Shimmering just over the horizon. The U.K. Parliament's Defence Committee issued a report accusing Chinese telecom gear maker Huawei of "clear evidence of collusion" with the Chinese Communist Party. That's a step up in rhetorical broadsides from prior investigations, but as my colleague David Meyer notes, "The report did not provide any actual details of this evidence." Back in the USA, the Trump administration is considering restrictions on the payment platforms of Chinese app owners Ant Group and Tencent, Bloomberg reports.

FOOD FOR THOUGHT

The pandemic-induced move to remote schooling has shined a spotlight on the uneven availability of reliable Internet connectivity. Reporter Monica Chin at The Verge dug into how that unevenness is hurting kids in rural and exurban areas.

Cilla Green is a music teacher for the Caddo Hills school district in southwest Arkansas. Over half of Green’s students don’t have internet that allows them to stream — some have satellite, some have bad cable, and none have a high-speed connection.

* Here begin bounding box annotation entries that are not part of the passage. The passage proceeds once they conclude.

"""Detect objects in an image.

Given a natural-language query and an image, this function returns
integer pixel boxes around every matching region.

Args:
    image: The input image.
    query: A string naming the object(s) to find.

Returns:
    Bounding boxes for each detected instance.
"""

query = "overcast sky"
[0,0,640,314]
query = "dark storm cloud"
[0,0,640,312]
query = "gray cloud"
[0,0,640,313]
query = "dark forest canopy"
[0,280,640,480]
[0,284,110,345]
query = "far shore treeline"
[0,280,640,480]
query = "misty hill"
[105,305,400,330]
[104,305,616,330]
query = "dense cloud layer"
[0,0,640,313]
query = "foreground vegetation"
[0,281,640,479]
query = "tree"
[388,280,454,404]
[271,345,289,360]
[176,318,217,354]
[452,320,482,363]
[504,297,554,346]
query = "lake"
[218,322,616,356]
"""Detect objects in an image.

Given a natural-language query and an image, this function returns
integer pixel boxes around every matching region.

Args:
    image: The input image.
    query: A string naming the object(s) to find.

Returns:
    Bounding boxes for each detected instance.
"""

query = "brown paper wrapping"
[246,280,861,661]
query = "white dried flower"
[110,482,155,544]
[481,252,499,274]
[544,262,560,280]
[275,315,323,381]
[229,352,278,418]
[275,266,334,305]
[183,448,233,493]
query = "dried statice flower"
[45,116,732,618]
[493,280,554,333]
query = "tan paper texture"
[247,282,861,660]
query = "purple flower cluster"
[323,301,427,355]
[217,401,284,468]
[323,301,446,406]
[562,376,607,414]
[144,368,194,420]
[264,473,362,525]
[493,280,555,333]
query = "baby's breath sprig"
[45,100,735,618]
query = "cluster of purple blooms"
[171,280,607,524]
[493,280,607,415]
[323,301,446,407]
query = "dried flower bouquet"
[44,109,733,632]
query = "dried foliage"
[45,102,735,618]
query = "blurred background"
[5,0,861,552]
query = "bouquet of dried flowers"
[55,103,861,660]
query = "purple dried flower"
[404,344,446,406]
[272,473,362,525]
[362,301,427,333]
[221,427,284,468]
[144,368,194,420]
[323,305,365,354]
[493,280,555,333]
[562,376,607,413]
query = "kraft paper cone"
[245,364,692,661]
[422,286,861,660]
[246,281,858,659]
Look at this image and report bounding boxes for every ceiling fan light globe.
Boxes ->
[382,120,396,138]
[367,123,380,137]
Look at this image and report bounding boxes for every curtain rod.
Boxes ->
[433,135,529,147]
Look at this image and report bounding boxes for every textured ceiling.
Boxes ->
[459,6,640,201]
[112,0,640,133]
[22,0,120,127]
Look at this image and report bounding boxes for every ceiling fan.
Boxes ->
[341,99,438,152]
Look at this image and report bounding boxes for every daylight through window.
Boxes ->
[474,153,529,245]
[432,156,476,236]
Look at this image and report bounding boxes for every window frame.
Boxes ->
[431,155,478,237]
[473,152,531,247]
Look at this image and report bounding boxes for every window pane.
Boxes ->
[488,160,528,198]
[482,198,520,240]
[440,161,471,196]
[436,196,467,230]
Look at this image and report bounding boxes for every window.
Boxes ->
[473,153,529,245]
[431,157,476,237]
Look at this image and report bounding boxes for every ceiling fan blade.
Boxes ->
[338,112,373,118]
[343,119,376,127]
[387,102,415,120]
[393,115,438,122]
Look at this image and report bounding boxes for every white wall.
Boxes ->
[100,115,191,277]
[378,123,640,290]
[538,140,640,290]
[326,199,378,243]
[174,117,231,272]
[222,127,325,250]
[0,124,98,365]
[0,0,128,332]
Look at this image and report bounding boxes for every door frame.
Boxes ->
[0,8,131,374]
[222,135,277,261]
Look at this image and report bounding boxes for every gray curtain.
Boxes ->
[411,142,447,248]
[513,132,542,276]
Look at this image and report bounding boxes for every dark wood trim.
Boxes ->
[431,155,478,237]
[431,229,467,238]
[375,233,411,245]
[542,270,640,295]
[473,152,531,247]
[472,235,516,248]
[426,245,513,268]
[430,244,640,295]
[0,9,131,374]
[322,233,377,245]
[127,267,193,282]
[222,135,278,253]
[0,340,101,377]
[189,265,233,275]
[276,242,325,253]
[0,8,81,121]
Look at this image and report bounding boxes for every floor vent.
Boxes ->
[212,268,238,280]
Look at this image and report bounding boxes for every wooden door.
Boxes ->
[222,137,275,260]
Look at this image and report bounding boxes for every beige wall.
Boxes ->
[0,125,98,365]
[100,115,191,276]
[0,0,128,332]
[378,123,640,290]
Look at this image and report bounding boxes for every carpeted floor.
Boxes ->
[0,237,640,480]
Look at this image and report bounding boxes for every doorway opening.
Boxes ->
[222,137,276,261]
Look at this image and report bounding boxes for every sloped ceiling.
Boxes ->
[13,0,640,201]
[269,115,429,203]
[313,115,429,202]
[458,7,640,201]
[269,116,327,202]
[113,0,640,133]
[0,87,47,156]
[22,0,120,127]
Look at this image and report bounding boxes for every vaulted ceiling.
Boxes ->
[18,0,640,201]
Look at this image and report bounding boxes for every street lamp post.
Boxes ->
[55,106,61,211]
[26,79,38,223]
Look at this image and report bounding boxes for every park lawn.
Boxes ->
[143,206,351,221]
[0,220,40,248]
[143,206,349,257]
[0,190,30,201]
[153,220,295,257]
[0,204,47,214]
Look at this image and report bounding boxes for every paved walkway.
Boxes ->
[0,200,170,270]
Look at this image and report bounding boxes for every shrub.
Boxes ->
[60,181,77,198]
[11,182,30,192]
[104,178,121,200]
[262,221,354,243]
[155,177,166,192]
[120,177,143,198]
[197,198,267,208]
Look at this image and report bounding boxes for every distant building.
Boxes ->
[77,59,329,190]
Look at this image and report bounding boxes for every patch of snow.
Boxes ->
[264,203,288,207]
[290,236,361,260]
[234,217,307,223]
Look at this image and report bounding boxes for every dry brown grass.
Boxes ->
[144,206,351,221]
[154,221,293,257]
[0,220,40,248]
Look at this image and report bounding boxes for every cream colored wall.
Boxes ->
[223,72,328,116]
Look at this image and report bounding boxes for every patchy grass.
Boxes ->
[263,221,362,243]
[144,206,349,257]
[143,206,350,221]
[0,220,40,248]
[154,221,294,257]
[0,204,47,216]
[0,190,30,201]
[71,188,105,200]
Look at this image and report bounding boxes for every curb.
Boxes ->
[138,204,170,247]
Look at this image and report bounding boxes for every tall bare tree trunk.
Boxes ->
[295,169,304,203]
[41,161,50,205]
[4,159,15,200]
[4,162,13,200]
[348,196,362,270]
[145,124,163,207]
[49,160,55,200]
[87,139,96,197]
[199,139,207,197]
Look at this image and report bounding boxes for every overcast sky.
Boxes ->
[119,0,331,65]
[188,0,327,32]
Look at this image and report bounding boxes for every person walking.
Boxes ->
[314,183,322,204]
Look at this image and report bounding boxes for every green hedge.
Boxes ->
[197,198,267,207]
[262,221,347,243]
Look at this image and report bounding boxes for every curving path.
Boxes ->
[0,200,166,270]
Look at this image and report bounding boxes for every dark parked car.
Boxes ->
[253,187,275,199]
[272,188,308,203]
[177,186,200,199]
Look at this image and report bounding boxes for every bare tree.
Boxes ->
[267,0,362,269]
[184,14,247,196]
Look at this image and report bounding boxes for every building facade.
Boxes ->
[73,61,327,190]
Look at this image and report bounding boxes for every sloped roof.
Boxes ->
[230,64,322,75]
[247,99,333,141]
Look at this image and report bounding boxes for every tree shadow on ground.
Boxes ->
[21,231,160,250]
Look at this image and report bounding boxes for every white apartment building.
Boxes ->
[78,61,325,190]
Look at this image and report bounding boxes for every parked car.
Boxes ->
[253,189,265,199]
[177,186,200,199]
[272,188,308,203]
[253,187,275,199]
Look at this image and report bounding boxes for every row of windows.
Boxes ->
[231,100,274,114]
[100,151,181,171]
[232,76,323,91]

The district, when planning for a blend of online and in-person instruction, was taken by surprise.

“We didn’t realize how many of our students did not have that availability,” Green said. “I thought some of our students should be able to stream and most of them were like ‘No, we have internet service through our phones and it’s not very good’ or ‘I have internet service but I can’t do any streaming, it’s only good for email.’”

IN CASE YOU MISSED IT

What experts think of robots’ threats and benefits to humanity By Brett Haensel

A TikTok star’s ‘Dreams’ come true By Ellen McGirt and Aric Jenkins

How digitalization could help American states and cities bounce back from the COVID recession By Bob Ainsbury

This analyst says the U.S.-China trade deal targets were always ‘too aspirational’ By Veta Chan

What it’s like to open a new restaurant during a pandemic By Rachel King

(Some of these stories require a subscription to access. Thank you for supporting our journalism.)

BEFORE YOU GO

I guess you could call it the ultimate skeleton in your closet, but Christie's auctioned off a complete Tyrannosaurus rex fossil set for $31,847,500 on Wednesday. No word yet on who won or what happens next to the creature, which is known as STAN.